I am trying to analytically calculate $$\int_{-\infty}^\infty d\omega \frac{e^{-i\omega t}}{\sqrt{\omega}+ia},$$ where $a>0$. The integrand has a branch cut with the branch point at $\omega=0$. Following an older question, and on using Mathematica, a similar integral $\int_{-\infty}^\infty d\omega \frac{e^{-i\omega t}}{\sqrt{\omega}}$ (branch point at $\omega=0$) does have a closed form solution $(1-i)\Theta(-t)/\sqrt{|t|}$, but these don't provide a way to obtain this result anyway.
In principle, even just proving that the result should vanish for either $t>0$ or $t<0$, without obtaining the exact value, would be fine.

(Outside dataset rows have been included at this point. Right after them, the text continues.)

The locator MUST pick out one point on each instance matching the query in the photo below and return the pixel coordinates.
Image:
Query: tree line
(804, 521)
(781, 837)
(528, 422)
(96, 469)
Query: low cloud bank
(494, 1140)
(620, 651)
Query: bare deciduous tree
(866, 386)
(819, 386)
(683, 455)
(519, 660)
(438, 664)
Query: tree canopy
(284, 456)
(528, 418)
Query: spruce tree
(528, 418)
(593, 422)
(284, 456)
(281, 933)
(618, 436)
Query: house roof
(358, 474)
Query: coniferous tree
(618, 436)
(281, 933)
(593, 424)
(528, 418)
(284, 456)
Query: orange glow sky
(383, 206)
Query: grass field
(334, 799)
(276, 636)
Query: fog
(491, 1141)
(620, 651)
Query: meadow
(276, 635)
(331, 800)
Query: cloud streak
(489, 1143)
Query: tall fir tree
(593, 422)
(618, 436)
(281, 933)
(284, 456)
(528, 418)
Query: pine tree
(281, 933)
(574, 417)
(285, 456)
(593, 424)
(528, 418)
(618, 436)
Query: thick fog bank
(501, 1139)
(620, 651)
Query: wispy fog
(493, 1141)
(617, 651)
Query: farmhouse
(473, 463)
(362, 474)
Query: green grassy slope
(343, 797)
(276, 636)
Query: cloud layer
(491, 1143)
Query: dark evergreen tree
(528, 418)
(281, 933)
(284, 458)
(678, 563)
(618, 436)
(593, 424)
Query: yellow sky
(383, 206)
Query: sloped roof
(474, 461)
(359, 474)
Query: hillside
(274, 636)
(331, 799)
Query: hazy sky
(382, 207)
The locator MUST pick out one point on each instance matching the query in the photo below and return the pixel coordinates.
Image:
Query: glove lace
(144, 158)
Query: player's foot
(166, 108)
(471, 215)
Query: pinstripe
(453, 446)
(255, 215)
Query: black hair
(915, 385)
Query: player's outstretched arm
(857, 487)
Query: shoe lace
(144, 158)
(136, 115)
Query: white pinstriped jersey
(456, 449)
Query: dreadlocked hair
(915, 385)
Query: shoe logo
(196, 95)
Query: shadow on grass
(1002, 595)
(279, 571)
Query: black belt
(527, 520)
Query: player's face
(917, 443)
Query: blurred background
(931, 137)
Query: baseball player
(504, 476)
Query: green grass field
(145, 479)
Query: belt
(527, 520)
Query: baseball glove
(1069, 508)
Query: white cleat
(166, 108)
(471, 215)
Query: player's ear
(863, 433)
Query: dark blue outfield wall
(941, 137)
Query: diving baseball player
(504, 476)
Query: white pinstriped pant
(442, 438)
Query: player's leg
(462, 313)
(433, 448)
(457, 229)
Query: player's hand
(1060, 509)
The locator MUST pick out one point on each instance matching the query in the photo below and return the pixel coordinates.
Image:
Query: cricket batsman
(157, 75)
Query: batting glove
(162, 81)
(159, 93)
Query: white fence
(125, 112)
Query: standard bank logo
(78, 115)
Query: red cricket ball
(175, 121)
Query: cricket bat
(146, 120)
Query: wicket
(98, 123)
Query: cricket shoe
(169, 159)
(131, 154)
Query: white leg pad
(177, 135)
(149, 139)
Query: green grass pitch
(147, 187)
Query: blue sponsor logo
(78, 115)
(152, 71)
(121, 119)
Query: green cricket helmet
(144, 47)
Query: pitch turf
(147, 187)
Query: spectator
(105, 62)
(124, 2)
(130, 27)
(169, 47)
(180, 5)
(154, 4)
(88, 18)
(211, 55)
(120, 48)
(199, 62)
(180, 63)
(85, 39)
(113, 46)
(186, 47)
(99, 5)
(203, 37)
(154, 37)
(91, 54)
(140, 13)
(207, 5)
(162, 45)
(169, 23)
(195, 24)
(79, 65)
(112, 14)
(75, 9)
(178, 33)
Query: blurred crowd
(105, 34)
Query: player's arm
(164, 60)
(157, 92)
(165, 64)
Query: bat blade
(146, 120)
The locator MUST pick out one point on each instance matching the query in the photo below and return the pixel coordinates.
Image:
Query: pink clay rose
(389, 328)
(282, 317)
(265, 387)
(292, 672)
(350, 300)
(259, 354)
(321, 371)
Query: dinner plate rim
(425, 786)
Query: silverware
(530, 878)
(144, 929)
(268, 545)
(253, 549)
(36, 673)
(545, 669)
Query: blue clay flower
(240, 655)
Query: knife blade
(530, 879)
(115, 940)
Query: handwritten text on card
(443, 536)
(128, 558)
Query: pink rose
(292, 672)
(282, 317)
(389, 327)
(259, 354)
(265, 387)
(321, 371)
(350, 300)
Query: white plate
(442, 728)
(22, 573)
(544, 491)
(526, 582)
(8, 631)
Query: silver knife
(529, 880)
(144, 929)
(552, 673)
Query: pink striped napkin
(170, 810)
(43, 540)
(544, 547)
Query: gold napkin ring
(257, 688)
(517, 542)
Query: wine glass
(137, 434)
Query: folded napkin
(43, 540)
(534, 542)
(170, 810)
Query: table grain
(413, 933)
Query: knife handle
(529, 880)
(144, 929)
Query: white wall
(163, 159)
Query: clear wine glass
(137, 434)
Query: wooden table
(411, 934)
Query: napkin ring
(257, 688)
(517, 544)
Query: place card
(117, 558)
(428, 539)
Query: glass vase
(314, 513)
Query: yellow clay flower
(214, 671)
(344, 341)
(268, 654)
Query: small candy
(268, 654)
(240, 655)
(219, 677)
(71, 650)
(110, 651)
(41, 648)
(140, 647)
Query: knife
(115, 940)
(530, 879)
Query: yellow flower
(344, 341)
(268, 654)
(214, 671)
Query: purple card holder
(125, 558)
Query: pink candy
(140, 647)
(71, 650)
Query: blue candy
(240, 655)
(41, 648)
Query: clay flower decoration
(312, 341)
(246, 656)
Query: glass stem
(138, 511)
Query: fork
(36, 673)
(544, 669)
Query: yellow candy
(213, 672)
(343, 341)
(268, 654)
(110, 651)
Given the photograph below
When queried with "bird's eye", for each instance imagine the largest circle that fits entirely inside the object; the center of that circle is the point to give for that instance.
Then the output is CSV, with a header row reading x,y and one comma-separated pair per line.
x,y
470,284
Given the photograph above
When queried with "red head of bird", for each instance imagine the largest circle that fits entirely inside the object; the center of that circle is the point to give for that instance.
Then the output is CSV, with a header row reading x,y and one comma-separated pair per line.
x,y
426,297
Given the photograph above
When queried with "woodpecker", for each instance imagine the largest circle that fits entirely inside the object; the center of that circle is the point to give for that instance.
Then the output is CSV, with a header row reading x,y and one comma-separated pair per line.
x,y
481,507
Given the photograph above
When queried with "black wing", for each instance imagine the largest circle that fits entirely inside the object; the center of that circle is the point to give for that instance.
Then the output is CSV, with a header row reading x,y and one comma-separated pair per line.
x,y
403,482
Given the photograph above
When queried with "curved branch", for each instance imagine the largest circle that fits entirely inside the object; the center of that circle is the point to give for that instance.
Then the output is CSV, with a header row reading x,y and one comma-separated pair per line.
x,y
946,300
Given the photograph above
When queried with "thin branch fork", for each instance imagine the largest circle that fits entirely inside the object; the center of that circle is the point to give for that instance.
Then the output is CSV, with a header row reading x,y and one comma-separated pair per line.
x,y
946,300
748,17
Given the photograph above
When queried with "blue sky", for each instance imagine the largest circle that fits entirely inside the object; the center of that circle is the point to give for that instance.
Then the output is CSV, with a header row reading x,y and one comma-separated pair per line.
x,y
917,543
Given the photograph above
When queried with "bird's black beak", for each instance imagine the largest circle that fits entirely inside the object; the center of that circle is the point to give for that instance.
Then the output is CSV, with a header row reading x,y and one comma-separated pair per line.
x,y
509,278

Attempt at the second similar integral: Making the substitution $\omega=\text{sgn}(\omega)\Omega^2$ following the comments, $$\int_{-\infty}^\infty d\omega \frac{e^{-i\omega t}}{\sqrt{\omega}}=2\int_{0}^\infty d\Omega e^{-i\Omega^2 t}+ 2\int_\infty^0 (-d\Omega) \frac{e^{i\Omega^2 t}}{\pm i},$$ where the sign $+(-)$ corresponds to $\omega=-\Omega^2+(-)i\eta$, with $\eta\to 0^+$, on choosing the negative real axis as the branch cut. We choose $\omega=-\Omega^2+(-)i\eta$ for $t<(>)0$. Using the Fresnel integrals $\int_0^\infty dx\cos(x^2)=\int_0^\infty dx\sin(x^2)=\sqrt{\pi/8}$, $$\int_{-\infty}^\infty d\omega \frac{e^{-i\omega t}}{\sqrt{\omega}}=\sqrt{2\pi}(1-i)\frac{1}{\sqrt{|t|}}\Theta(-t).$$
But the actual problem generates the integrals $\int_0^\infty d\Omega \frac{e^{-i\Omega^2 t}}{\Omega+ ia}$ and $\int_0^\infty d\Omega \frac{e^{i\Omega^2 t}}{\pm i\Omega+ ia}$, instead of the simpler Fresnel integrals, which seem intractable.